Abstract: TH-PO179

A Case of RPGN with Dual Positive Anti-GBM and PR3-ANCA Antibodies

Session Information

Category: Nephrology Education

  • 1302 Fellows and Residents Case Reports

Authors

  • Chowdhury, Nawsheen, Winthrop university hospital, Mineola, New York, United States
  • Shirazian, Shayan, Winthrop University Hospital , Mineola, New York, United States
  • Miyawaki, Nobuyuki (Bill), Winthrop University Hospital , Mineola, New York, United States
  • Drakakis, James, Winthrop University Hospital , Mineola, New York, United States
Background

Anti-GBM disease and ANCA associated vasculitis are the major differentials for patients presenting with RPGN and pulmonary involvement. We report a case of unusual double positivity of both anti-GBM and PR3-ANCA antibodies, as most of the patients with both ANCA and anti-GBM antibodies are MPO-ANCA positive.

Methods

A 47-year-old female presented to the hospital with fatigue, malaise, and hemoptysis. Imaging of the chest revealed patchy consolidations and cavitary lesions.
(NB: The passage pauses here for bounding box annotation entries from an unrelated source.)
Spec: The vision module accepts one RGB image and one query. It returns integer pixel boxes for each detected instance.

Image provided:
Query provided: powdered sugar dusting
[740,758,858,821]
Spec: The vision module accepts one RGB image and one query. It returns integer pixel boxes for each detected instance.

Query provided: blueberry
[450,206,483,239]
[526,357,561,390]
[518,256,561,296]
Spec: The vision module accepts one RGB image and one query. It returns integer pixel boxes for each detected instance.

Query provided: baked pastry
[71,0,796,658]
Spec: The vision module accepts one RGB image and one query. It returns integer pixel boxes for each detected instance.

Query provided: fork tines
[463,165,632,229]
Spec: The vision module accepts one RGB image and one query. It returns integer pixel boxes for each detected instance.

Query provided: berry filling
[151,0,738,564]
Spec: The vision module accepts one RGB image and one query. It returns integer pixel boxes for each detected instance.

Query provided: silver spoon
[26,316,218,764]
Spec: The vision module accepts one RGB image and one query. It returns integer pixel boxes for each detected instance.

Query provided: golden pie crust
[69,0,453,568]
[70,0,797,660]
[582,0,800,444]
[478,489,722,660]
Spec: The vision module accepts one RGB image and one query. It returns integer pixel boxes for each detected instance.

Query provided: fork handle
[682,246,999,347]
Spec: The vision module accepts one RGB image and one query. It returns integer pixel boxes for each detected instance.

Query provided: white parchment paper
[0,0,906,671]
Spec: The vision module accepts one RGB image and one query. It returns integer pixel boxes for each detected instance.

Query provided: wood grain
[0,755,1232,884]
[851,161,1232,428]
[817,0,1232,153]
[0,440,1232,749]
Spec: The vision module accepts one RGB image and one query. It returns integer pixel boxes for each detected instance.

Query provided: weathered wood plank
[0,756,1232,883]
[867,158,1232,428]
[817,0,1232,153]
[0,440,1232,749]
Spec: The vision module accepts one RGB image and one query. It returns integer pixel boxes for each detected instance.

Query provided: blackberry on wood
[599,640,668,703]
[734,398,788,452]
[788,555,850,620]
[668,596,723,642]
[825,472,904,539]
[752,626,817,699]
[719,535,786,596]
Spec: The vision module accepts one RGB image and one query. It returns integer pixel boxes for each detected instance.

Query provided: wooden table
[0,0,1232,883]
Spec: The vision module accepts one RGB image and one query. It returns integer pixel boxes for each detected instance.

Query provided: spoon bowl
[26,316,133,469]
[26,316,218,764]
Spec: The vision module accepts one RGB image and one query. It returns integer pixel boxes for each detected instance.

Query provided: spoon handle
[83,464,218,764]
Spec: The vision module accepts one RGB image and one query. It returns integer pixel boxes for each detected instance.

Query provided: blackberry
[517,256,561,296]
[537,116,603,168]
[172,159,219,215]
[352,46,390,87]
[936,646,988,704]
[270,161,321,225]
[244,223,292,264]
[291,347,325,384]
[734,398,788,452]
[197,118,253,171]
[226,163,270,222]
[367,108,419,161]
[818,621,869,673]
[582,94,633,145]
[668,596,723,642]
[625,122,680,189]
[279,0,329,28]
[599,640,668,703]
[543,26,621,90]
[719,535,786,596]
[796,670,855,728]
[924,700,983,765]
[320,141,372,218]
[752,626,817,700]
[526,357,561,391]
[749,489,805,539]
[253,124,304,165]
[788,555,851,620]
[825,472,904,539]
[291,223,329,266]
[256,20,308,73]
Initial creatinine was 1.1 mg/dL, but during the hospital course she developed rapidly progressive renal failure (peak creatinine of 2.6 mg/dL) in the setting of proteinuria and microscopic hematuria. An anti-GBM antibody titer was 135 units/mL and anti-proteinase 3 (PR3) antibody titers were > 100 units. Anti-myeloperoxidase (MPO) antibody titers were negative. Therapy was initiated with pulse steroids and plasmapharesis. Renal biopsy (done after having already received significant immunosuppression) revealed a focal crescentic glomerulonephritis with cellular crescents involving 29% of glomeruli. The patient received a dose of IV Cyclophosphamide and continued on tapering doses of prednisone. She was discharged with a creatinine of 1.5 mg/dL and negative PR3-ANCA and anti-GBM antibody titers. She completed 4 months of oral Cyclophosphamide and currently has a creatinine of 0.7 mg/dL on Azathioprine.

Conclusion

About 30% of patients with anti-GBM disease will have concurrent ANCA seropositivity, most of which are MPO-ANCA associated (74%). Our patient belonged to a smaller subset of patients with anti-GBM and PR3-ANCA antibodies. The reason for the emergence of dual antibody production is not known, however there have been some pathophysiological hypotheses for how MPO-ANCA may injure the glomerular basement membrane, expose antigens and lead to the development of an anti-GBM antibody. Most of the literature on patient and renal survival in dual positivity involves anti-GBM and MPO-ANCA antibodies. It is not clear that these descriptions of mechanism and outcome also apply to an overlap with PR-3-ANCA and more literature is required to help elucidate the potential clinical implications.